Slowly, Mitchell rested one clawed hand on the ground, leaned forward, and dipped his head. A thick tongue slid from between his teeth and scraped the trace of blood off my skin. Light burst in his mouth, a beautiful fire, as if he had swallowed a tiny yellow star. The veins in his neck ignited with fiery radiance. It dashed down his blood vessels to his heart, through his body, to his limbs.
Mitchell surged upright, glowing, his body larger, stronger, more muscular. Fire swirled around him, caressing his form but never touching. His face snapped into a long muzzle that might have belonged to a dragon or a demonic dog. Horns of fire spiraled out of his head. His eyes flared with bright orange, as if an inferno burned inside him. A foreign intelligence regarded me with cool detachment.
Mitchell cried out. I felt the magic explode inside him and dove to the ground. A blast of heat tore through the clearing, snapping branches. Mitchell shuddered and collapsed back into his old form.
It was so fast, I thought I’d imagined it. Maybe I did . . .
“Holy shit!” Luther barked.
Nope, I didn’t.
Mitchell raised his head. His eyes were still on fire.
“Take it!” he whispered.
The fiery eyes burned into my mind. Magic stretched between us, woven with power and heat. It touched my mind and exploded into fire in my head. Images swirled. A cavern . . . No, the inside of a half-collapsed building. The floors had fallen down and only the outer walls remained. Pale beams of moonlight shining down through the holes in the roof. A human-sized cage suspended from the ceiling. A man in the cage, thin, his clothes torn and bloody. Eduardo. Ghouls. Dozens of ghouls below, blanketing the floor with their bodies . . .
A surge of light and fire, as if someone had slit reality open and cosmic flames spilled out.
A face within the fire. Rough, heavy-jawed, muscled face, with bright black tattoos marking the cheeks and the brow. So humanlike, yet so alien . . . Long pointed ears bearing golden hoops, one after another. A collar of gold inset with bright green jewels. A mane of straight black hair, each hair shaft glowing with a golden core like an ember barely covered with soot. Wings rising . . .

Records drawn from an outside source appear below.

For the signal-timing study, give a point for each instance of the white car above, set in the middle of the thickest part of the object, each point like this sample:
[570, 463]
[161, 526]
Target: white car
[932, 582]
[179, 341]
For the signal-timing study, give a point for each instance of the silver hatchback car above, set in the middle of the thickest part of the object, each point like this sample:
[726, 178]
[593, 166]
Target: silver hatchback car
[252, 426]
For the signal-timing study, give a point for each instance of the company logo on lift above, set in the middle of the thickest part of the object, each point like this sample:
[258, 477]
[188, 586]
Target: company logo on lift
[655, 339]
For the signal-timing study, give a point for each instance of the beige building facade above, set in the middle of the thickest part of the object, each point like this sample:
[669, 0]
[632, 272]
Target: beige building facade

Eyes of fire, filled with arrogance and insanity.
A voice rocked through my mind. “You’re weak. You will die. The betrayer will die. Your city will kneel before me.”
“This city doesn’t kneel, asshole. I’m coming for you. Start praying.”
The vision tore apart and reality took me back into its cold embrace. I blinked and saw Mitchell’s feet as he dove into the burrow.
“Wait . . .”
I felt someone’s gaze on my back. The stare stabbed me right between the shoulder blades. I held still, crouched, one knee to the ground.
A second crawled by, painfully slow.
Make your move. Let’s see how well you dance.
Something exploded out of the bushes. I pivoted and saw a ghoul in midleap, curved claws raised.
There was no place to go.
I rolled onto my back, matching its momentum, and kicked with both feet. My heels smashed into the ghoul’s belly, driving it forward over my head. It landed hard, its back slapping the ground. I flipped and lunged at the ghoul just as it managed to turn on its stomach. My knees came down on its back, hard. The ghoul tried to rise and I grasped the sides of its head, shoved it down toward its spine, locking the vertebrae, and twisted. Its neck broke with a dry crunch like a twig.
The ghoul gurgled, shaking. In a moment it would regenerate the neck.
“Clear shot!” Luther screamed. “Give me a clear shot!”
I grabbed the rock I used to call Mitchell and smashed it into the ghoul’s skull. Tiny drops of blood flew. I pummeled its head with the rock as fast and hard as my arm would move. The skull cracked like an eggshell, the bone fragments caved in, and I crushed the soft brain underneath with my rock.
The ghoul went limp. I jumped to my feet. Silver eyes glared at me from the darkness. One, two, three . . . Too many.
I sprinted to the fence, flying across the rocky ground. Behind me the undergrowth rustled. The sound of claws and labored breathing chased me.
On the balcony Luther thrust his hands straight up, his arms vibrating with tension, turned his palms out, his fingers rigid, and forced his arms down, straining, as if he were swimming. An eerie green glow swirled around him, a glowing nimbus. Julie grabbed the crank of the metal bridge.
Luther jerked his left hand up, fingers curved like claws. Dark roots burst out of the ground in an explosion of dirt clumps and surged upward, sprouting foot-long green thorns. The ghoul to the left of me screeched. Out of the corner of my eye I saw it flailing in a clump of the vines. Luther thrust his other hand in the air. Another ghoul screamed.